Seven years ago. A bright early summer day. I stepped into my office. Everything was as usual, except that I had a secret. A really deep, dark secret, which I had found out only over the weekend, and which had shocked me and shaken my universe. I had screamed and cried and sobbed and jumped off the dining room table several times to get rid of the secret, only as far as I knew, the secret was still stuck firmly inside me.
Anyway, here I was, with everything as usual in my office. As usual, some drama was going on somewhere over something someone had done. I poured myself a cup of tea and prepared to take in my morning batch of files. I decided to go to the washroom. Where I had hysterics. Because I was bleeding.
So, I went into the room closest to the washroom, called my boss, and told her I had to leave. She sighed. It was not a good day for staff to want to leave suddenly. She asked if it was an emergency. I said yes, and began crying again. She asked me where I was, and told me to stay there. She came to the room where I had hidden, or rather where we had hidden, me and my secret.
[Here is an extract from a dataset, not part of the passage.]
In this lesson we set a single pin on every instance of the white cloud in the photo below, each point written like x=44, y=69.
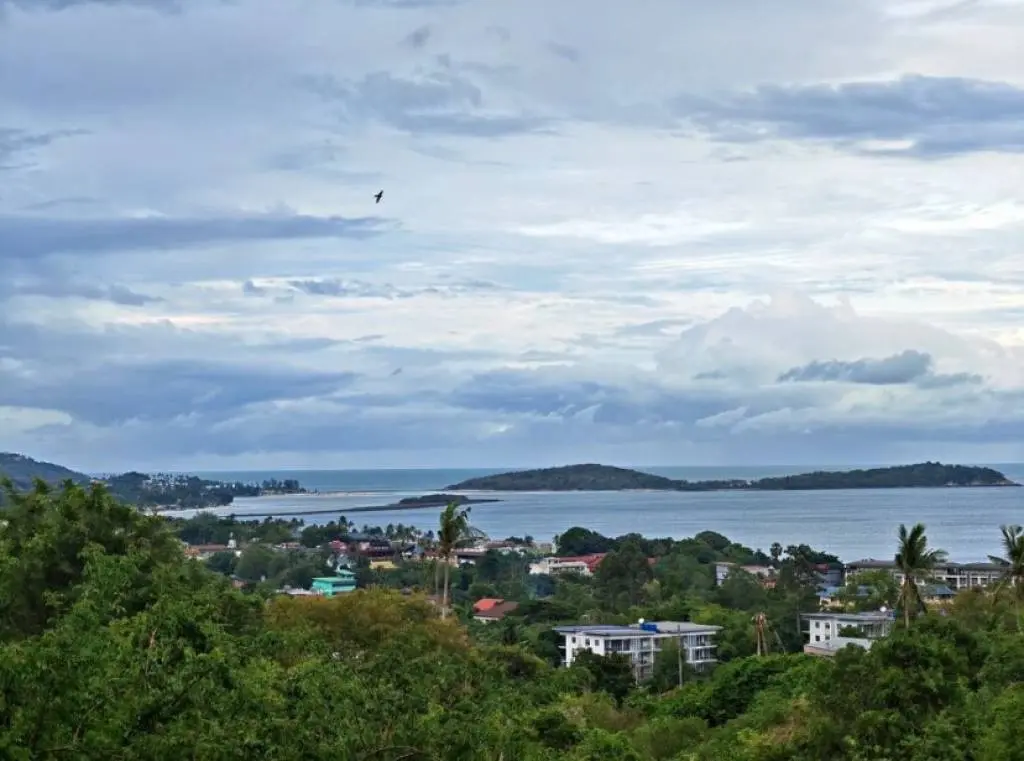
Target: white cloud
x=664, y=231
I told her, and I told her about the bleeding. I didn’t tell her about the dining room table, because that would have been slightly too much, but I just said I was going to my hospital. She said I couldn’t go alone, called a taxi, and came in the taxi with me to the hospital.
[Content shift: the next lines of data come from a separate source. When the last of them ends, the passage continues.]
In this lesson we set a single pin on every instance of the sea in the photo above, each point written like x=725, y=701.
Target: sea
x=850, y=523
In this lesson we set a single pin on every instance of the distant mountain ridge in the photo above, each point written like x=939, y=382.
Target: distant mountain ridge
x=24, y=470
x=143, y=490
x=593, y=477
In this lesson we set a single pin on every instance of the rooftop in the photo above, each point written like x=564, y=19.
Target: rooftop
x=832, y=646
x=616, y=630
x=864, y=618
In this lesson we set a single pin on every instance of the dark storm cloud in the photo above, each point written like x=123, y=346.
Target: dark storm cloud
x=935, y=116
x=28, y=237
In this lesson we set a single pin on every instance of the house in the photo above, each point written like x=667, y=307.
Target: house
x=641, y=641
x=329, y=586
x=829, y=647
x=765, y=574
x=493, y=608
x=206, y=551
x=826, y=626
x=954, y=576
In the taxi I continued sobbing. My boss, who loved me, held my hand. Don’t be afraid, she said. What are you so afraid of? But you don’t understand! I wailed. I wanted to get rid of it! I wasn’t ready for it! Now I may have- how can I live with the guilt!
Anyway, the doctor examined me and said everything was fine. The secret was here to stay. I had just had some random bleeding, a little message from the universe to make me love and want my son. That particular episode was over and done with. I never told anybody about it.
But I haven’t forgotten it. Whenever I feel panic-y or afraid, I remember my lovely kind boss, holding my hand in a taxicab speeding towards Aban Hospital. Don’t cry. What are you afraid of?